The application technology stack is the starting point for mapping business processes to application infrastructure. All applications can be broken down into component layers:
Layer | Description |
Business Process | A synthetic transaction that simulates a logical end-user business transaction. It is the "acid test" because if it is performed successfully, then all underlying parts must be performing normally. |
Application Integrations | Third-party component integrations such as ERP to ERP, ERP to CRM, ERP to data warehouse, Web solutions, and other third-party applications. |
ERP-CRM-eBusiness Custom Applications | Application managers, application logs, performance flags, and metrics. |
Web-J2EE-Database Applications | Web servers, J2EE application servers, and database servers including SQL metrics and diagnostic tools. |
Operating Systems | Servers, operating systems, and resources (CPU, memory, disk). System log monitoring captures critical and fatal errors such as a bad disk, corrupted memory blocks, and SCSI bus failure. |
Network and Services | Server availability and communication pathways (local and wide area) for all of the above layers including "Networked Services," services offered over the network (such as LDAP, NFS, SMTP, NSLOOKUP), database connections, and other port/listeners with request/response interaction. |
The key point is that a business process relies on every layer of the application’s technology stack and must be correlated to these layers for a complete understanding of performance. The business process layer is the most accurate reflection of the availability and performance of the entire application because it naturally exercises every layer of the stack.

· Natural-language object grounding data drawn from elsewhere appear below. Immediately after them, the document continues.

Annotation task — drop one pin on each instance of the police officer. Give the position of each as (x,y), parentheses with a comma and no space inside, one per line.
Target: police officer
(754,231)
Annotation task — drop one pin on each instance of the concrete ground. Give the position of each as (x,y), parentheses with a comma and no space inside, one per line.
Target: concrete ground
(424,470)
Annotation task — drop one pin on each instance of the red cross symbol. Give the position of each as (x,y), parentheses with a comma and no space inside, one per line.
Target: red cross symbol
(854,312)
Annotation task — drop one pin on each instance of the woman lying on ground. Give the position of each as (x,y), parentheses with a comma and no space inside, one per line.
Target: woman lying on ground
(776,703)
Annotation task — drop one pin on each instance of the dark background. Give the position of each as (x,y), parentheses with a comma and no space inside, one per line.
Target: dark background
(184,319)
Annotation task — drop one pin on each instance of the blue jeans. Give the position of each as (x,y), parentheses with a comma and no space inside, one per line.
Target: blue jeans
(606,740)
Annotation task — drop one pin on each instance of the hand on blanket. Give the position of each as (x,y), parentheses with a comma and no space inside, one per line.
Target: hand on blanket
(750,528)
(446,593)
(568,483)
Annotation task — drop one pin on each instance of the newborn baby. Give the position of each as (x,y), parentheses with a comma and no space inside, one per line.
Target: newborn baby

Mapping Business Processes to Application Infrastructure
A Web-based business-process-performance monitoring solution can correlate real or simulated transactions to show performance at a “business” level. Let’s look at an example of how this could work. Consider three fictional business processes for an e-PetStore: product lookup for dogs, for birds and for fish. At the highest level, we really just want to see that these business processes are performing normally. The following illustrates how we could visualize this level of monitoring, using Quest Software’s Foglight application monitoring solution (full disclosure: I am a product manager for Quest Software).

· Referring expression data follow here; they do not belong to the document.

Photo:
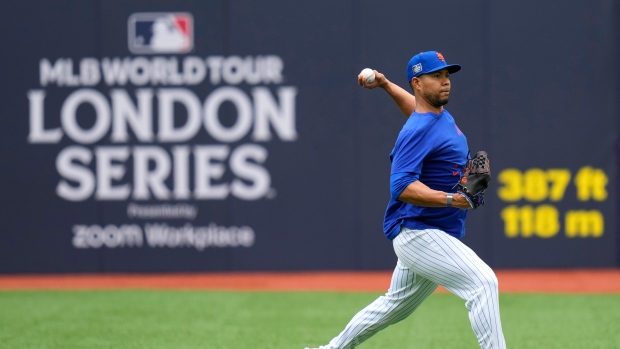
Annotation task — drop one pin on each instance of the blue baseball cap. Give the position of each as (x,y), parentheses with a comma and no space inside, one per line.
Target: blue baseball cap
(428,62)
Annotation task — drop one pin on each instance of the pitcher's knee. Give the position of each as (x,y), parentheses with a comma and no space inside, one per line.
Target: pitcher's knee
(490,282)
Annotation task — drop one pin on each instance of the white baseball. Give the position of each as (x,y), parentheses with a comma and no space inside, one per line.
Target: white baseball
(369,75)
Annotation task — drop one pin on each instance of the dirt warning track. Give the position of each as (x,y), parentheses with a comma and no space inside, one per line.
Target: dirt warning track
(510,281)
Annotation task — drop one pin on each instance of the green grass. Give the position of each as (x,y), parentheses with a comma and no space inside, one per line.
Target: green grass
(244,320)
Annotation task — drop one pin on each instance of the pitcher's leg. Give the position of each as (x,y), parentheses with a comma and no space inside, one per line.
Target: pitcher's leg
(447,261)
(407,291)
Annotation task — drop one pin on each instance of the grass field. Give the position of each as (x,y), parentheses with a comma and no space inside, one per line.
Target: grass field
(291,320)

Quest Software’s Foglight Application (Click to enlarge)We can see a yellow status indicator under the “Application” label on the monitoring screen. This indicates that one of the underlying application tiers is experiencing a warning condition suggesting a potential problem—perhaps high CPU, low cache hit, or database deadlock—even though the recorded transactions are currently running within the expected timeframe (and so are green).
When we see a problem with a business process, we need to be able to drill down immediately to the application tiers or business process details to narrow down the offending tier or resource. It’s also important to be able to drill down to the individual component level, to detailed Web, application, or database server metrics, to fully isolate the cause of performance or availability problems, as well as produce historical reports similar to traditional service-level-availability reports.
Providing a True Picture of “Whole Application” Availability and Performance
IT organizations should consider using business-process-based performance as a primary measurement when establishing application service levels for complex distributed business applications. With business-process-based service levels, IT can provide the business with a picture of the true availability of their critical applications, something far more valuable to enterprises today. Business processes should be explicitly linked to their specific IT resources, including Web, application, and database servers, promoting more efficient use of existing resources and better coordination among IT teams tasked with assuring maximum availability.